On manifolds, the identity
p .+~^ (q.-~.p) ≡ q
should hold, at least save for floating-point precision limits etc..
.-~. and .+~^ only really work in manifolds without boundary. If you consider
the path between two points, one of which lies on the boundary, it can't really
be possible to scale this path any longer – it would have to reach “out of the
manifold”. To adress this problem, these functions basically consider only the
interior of the space.
(.-~!) :: x -> x -> Needle x infix 6 Source
Unsafe version of .-~.. If the two points lie in disjoint regions,
the behaviour is undefined.
Instances
| PseudoAffine Double Source | |
| PseudoAffine Rational Source | |
| PseudoAffine D¹ Source | |
| PseudoAffine S¹ Source | |
| PseudoAffine S⁰ Source | |
| PseudoAffine (ZeroDim k) Source | |
| (PseudoAffine a, PseudoAffine b) => PseudoAffine (a, b) Source | |
| (PseudoAffine a, PseudoAffine b, PseudoAffine c) => PseudoAffine (a, b, c) Source |
palerp :: forall x. (PseudoAffine x, VectorSpace (Needle x)) => x -> x -> Maybe (Scalar (Needle x) -> x) Source
Interpolate between points, approximately linearly. For points that aren't close neighbours (i.e. lie in an almost flat region), the pathway is basically undefined – save for its end points.

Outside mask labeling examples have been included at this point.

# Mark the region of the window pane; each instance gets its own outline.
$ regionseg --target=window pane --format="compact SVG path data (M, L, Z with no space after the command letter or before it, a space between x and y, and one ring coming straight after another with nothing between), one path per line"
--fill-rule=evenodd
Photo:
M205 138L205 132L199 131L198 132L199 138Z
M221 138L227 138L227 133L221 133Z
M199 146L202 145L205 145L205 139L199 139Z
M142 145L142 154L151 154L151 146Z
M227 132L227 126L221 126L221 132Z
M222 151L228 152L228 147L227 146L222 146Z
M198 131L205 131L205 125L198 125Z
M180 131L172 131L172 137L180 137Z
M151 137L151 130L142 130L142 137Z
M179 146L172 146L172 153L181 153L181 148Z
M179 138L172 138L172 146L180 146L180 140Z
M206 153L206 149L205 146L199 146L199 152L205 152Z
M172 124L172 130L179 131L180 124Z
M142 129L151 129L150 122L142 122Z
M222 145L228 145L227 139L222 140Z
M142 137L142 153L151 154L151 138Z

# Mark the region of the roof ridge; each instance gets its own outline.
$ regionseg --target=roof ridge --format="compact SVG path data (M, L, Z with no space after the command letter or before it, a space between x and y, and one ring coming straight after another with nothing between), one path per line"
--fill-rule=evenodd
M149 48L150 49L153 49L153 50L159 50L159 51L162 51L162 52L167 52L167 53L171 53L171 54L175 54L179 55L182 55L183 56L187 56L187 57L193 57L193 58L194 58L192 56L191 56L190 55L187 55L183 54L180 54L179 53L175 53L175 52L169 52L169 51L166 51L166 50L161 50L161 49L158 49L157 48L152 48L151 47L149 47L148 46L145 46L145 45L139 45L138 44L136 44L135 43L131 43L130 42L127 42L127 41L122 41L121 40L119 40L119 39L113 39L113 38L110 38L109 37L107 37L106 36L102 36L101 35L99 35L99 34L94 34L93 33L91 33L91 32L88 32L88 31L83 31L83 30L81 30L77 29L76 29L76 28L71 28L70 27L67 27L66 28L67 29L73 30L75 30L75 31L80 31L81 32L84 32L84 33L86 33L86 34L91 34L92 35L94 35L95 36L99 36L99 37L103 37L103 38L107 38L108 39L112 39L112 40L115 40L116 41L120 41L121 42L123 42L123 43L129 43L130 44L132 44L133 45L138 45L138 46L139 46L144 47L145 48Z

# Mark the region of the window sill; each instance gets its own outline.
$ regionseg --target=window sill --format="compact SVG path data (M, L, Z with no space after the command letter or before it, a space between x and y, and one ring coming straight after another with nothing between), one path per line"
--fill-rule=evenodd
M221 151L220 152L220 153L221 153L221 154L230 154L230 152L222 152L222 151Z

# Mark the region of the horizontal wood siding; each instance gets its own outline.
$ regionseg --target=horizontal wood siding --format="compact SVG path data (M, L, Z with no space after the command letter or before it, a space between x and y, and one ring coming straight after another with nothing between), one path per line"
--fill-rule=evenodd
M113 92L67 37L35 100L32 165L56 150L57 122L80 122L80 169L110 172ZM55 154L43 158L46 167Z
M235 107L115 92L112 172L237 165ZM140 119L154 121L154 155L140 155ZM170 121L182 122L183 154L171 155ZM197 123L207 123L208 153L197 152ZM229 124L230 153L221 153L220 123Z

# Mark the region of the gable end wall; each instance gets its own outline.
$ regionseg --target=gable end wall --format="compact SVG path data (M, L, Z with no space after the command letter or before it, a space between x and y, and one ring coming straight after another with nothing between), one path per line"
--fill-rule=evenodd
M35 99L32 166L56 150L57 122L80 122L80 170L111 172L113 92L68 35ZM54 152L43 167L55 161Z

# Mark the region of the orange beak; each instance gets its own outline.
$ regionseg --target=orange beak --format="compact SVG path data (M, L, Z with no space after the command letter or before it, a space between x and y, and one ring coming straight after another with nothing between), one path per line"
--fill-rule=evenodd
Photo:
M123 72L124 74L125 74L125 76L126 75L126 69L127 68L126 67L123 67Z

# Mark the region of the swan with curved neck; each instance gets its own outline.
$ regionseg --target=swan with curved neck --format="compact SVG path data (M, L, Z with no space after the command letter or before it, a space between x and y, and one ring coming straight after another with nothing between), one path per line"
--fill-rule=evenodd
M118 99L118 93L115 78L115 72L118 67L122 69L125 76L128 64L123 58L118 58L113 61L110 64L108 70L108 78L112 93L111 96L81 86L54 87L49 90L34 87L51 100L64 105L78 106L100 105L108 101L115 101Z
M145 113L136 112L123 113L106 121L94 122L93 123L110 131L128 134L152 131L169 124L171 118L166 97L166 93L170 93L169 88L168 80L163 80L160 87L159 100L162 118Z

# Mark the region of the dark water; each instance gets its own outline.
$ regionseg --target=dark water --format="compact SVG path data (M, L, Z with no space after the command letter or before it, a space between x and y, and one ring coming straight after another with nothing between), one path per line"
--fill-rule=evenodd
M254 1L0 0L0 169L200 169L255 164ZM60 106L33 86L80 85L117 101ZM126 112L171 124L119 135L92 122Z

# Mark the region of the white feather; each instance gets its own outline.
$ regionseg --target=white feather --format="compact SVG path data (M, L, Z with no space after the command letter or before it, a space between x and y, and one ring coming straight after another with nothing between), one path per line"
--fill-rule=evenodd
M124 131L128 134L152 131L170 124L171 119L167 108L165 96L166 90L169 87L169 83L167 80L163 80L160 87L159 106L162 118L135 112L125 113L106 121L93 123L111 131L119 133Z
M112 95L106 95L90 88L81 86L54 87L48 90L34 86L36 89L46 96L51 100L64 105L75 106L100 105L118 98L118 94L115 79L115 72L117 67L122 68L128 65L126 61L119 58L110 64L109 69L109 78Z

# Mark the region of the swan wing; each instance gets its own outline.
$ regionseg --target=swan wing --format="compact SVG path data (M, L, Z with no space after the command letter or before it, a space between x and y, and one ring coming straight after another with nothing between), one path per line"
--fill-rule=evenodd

A proper, really well-defined (on global scales) interpolation
only makes sense on a Riemannian manifold, as Geodesic.
palerpB :: forall x. (PseudoAffine x, VectorSpace (Needle x), Scalar (Needle x) ~ ℝ) => x -> x -> Maybe (D¹ -> x) Source
Like palerp, but actually restricted to the interval between the points,
with a signature like geodesicBetween
rather than alerp.
alerpB :: forall x. (AffineSpace x, VectorSpace (Diff x), Scalar (Diff x) ~ ℝ) => x -> x -> D¹ -> x Source
Like alerp, but actually restricted to the interval between the points.